Over het algemeen is er vanuit het oogpunt van dit experiment geen reden om te praten over een uitzonderlijke effectiviteit van een speeraanval. Lage energie betekent ook lage schokimpulsen, dus argumenten over een bepaald gevaar van paardenaanvallen voor de oude ruiters zelf, die een klap uitdelen, zien er ook twijfelachtig uit.

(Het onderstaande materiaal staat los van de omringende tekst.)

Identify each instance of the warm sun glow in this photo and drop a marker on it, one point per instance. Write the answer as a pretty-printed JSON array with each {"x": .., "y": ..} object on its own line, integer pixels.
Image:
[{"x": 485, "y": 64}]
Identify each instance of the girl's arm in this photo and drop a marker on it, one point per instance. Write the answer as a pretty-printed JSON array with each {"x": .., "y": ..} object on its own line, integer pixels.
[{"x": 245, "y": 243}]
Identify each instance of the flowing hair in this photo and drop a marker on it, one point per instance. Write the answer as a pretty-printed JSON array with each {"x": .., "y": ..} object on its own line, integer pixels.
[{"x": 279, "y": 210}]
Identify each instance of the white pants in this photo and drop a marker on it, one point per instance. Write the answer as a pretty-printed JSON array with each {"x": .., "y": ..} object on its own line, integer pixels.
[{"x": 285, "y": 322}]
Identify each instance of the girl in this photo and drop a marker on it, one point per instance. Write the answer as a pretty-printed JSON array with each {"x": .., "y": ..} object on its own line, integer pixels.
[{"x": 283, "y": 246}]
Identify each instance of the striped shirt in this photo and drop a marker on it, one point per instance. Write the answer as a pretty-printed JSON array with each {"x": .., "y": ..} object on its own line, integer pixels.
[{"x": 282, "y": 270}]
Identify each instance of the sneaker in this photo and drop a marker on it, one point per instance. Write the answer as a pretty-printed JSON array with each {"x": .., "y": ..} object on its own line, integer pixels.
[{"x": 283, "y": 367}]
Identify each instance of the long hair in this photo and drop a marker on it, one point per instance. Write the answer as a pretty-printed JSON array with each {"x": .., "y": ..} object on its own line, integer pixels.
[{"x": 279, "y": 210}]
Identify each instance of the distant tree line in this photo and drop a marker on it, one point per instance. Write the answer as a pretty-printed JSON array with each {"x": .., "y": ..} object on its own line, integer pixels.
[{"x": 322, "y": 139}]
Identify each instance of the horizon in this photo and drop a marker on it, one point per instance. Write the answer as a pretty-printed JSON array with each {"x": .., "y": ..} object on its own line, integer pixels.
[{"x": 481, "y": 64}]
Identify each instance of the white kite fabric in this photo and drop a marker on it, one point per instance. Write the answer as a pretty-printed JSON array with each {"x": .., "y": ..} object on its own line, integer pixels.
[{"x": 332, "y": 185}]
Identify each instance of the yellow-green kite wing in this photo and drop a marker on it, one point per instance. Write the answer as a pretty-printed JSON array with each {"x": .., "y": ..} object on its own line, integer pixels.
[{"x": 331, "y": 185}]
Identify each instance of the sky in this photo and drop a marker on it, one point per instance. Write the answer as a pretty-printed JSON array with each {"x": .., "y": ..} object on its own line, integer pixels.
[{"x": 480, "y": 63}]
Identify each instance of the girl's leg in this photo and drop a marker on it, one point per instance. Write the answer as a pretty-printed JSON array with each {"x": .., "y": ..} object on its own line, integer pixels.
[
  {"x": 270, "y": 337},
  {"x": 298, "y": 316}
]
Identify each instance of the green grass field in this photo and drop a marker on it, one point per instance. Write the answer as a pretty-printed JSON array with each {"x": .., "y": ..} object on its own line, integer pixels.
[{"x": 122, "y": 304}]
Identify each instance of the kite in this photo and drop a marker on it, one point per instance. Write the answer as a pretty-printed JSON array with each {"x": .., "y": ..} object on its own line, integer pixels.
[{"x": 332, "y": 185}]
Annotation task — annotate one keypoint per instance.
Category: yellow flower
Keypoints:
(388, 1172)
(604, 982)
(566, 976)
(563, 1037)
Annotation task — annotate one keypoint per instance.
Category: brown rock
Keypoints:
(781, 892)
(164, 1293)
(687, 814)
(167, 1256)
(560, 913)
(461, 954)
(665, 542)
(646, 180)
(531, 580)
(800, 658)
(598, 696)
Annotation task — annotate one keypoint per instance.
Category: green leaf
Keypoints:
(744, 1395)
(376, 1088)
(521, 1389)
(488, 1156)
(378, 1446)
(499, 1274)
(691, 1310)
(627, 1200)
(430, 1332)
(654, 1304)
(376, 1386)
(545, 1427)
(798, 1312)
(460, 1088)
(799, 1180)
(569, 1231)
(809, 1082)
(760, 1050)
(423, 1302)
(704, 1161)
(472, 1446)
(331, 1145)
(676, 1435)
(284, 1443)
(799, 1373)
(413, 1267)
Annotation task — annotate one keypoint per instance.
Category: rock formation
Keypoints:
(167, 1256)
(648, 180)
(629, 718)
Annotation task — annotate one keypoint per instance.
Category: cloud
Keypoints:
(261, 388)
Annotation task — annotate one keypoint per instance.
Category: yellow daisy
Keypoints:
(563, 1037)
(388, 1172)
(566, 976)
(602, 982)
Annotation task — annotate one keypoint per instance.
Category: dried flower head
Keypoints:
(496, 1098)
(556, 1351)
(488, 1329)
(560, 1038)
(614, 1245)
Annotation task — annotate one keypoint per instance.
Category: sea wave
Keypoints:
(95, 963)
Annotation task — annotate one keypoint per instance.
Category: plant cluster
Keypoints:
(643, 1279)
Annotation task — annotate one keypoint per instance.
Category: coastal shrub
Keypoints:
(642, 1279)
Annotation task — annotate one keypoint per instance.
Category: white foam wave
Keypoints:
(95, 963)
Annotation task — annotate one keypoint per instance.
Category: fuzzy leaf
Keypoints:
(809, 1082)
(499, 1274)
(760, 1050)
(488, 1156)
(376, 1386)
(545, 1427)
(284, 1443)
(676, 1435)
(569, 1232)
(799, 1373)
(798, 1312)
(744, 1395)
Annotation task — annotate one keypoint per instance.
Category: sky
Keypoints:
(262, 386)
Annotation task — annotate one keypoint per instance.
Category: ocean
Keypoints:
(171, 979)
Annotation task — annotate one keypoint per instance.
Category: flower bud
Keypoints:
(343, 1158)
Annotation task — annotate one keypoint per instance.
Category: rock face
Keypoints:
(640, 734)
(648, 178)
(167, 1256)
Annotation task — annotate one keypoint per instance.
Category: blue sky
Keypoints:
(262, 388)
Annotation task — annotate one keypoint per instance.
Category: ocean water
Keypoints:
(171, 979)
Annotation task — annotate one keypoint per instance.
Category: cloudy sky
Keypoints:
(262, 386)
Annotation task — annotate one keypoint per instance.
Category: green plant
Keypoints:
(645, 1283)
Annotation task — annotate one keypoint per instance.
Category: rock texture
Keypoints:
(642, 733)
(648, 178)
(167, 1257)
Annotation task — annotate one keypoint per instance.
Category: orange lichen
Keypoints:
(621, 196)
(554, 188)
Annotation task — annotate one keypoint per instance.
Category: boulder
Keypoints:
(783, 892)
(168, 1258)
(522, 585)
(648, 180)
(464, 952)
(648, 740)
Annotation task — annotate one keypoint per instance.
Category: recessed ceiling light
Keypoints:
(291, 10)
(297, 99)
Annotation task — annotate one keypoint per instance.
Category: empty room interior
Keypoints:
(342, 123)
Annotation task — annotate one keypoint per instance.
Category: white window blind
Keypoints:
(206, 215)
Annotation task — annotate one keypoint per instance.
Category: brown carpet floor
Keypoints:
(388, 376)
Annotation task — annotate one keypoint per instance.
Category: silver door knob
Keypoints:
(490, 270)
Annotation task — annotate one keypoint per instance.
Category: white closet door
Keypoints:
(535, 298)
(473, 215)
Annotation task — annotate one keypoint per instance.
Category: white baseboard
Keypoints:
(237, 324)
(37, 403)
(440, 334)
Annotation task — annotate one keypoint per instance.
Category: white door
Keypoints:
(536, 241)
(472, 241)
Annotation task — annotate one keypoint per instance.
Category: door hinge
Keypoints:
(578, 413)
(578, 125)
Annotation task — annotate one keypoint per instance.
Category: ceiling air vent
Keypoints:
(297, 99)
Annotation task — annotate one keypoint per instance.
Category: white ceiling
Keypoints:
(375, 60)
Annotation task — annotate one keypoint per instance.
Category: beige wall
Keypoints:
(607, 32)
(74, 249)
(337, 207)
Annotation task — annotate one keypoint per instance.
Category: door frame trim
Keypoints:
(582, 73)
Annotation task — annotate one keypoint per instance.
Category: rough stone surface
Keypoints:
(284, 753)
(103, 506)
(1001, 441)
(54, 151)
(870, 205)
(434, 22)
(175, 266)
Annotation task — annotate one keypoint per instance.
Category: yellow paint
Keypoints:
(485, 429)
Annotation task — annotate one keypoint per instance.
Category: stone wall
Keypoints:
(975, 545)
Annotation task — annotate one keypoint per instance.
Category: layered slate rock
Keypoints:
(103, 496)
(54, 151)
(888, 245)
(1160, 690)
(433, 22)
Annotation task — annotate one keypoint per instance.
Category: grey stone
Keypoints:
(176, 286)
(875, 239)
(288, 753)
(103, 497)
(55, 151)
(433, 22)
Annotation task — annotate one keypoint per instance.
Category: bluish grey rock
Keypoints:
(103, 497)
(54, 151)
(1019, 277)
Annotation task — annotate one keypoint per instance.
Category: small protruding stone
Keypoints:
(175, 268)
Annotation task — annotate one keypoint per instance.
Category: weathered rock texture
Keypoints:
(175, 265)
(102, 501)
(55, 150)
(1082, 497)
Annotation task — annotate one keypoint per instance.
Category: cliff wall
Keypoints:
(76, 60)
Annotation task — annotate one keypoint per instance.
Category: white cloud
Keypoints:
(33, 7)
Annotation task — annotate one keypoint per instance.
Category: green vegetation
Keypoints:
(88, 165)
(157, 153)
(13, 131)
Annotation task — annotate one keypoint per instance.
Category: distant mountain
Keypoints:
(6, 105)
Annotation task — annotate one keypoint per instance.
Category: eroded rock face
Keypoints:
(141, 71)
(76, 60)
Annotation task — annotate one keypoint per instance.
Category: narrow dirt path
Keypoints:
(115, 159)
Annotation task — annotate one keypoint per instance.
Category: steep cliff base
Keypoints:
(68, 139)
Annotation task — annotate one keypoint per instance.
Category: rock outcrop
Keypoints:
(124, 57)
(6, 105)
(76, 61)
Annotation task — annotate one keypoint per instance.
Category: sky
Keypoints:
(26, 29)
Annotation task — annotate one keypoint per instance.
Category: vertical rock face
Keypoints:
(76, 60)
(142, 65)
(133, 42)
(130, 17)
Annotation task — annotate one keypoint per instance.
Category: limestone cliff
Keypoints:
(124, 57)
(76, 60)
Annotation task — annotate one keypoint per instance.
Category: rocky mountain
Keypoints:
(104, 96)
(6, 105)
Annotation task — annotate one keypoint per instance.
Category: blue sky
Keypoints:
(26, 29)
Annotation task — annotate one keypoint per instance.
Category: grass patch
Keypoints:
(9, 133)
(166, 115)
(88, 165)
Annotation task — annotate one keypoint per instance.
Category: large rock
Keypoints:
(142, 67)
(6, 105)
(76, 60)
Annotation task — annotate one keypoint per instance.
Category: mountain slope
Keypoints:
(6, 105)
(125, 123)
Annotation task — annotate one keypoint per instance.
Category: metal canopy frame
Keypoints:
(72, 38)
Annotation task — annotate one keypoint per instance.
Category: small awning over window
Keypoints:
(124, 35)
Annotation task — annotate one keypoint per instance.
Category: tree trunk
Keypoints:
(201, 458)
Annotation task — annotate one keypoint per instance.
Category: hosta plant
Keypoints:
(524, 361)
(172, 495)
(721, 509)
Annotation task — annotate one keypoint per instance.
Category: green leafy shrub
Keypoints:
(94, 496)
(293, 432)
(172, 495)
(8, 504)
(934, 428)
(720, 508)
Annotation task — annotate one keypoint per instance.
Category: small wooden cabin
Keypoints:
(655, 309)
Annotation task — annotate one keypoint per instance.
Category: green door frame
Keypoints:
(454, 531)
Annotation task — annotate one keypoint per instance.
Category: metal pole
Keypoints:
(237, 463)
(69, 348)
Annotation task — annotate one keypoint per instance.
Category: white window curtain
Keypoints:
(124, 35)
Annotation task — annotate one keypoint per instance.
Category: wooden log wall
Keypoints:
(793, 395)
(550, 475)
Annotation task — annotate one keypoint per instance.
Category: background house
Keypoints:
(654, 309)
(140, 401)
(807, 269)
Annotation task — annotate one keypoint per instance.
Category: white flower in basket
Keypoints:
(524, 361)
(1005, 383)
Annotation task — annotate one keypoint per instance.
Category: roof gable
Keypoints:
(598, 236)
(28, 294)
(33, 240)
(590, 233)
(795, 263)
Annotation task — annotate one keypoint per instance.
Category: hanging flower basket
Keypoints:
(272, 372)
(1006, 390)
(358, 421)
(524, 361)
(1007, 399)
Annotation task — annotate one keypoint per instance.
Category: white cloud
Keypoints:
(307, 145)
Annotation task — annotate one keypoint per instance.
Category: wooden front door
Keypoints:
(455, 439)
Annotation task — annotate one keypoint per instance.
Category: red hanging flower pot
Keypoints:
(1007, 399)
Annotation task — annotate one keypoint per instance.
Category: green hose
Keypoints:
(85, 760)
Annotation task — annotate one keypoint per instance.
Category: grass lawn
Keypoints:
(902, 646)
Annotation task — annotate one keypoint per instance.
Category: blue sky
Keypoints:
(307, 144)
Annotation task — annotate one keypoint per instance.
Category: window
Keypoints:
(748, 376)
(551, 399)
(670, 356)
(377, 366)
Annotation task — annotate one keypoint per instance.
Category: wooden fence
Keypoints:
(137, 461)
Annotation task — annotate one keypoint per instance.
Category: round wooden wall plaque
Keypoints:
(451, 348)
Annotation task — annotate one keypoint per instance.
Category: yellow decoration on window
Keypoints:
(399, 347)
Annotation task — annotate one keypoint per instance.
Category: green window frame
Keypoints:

Voor ervaren ruiters, die ongetwijfeld de oude cataphracten waren, was het niet moeilijk om tijdens dergelijke aanvallen in het zadel te blijven.

Dit experiment laat ons opnieuw anders kijken naar de rol van het zadel in de ontwikkeling van de zwaarbewapende cavalerie uit de oudheid. Ongetwijfeld boden hoornzadels en zadels met ontwikkelde aanslagen, zacht of stijf, veel meer comfort aan ruiters, maar rekening houdend met de resultaten van het experiment, kunnen ze niet worden beschouwd als een noodzakelijke of sleuteltechnologie bij het toedienen van een rammende klap. Dit komt overeen met de tussentijdse conclusie van de auteur in de sectie Zadels.

conclusies

De lengte van de speren van de catafrakten was meestal niet groter dan 3-3,6 meter. Langere speren werden zelden gebruikt. De cataphracten hadden geen specifiek zadel nodig. De "Sarmatische" landing bij een paardenaanval was gebruikelijk, en de kracht van een rammende slag met een speer was niet iets bijzonders.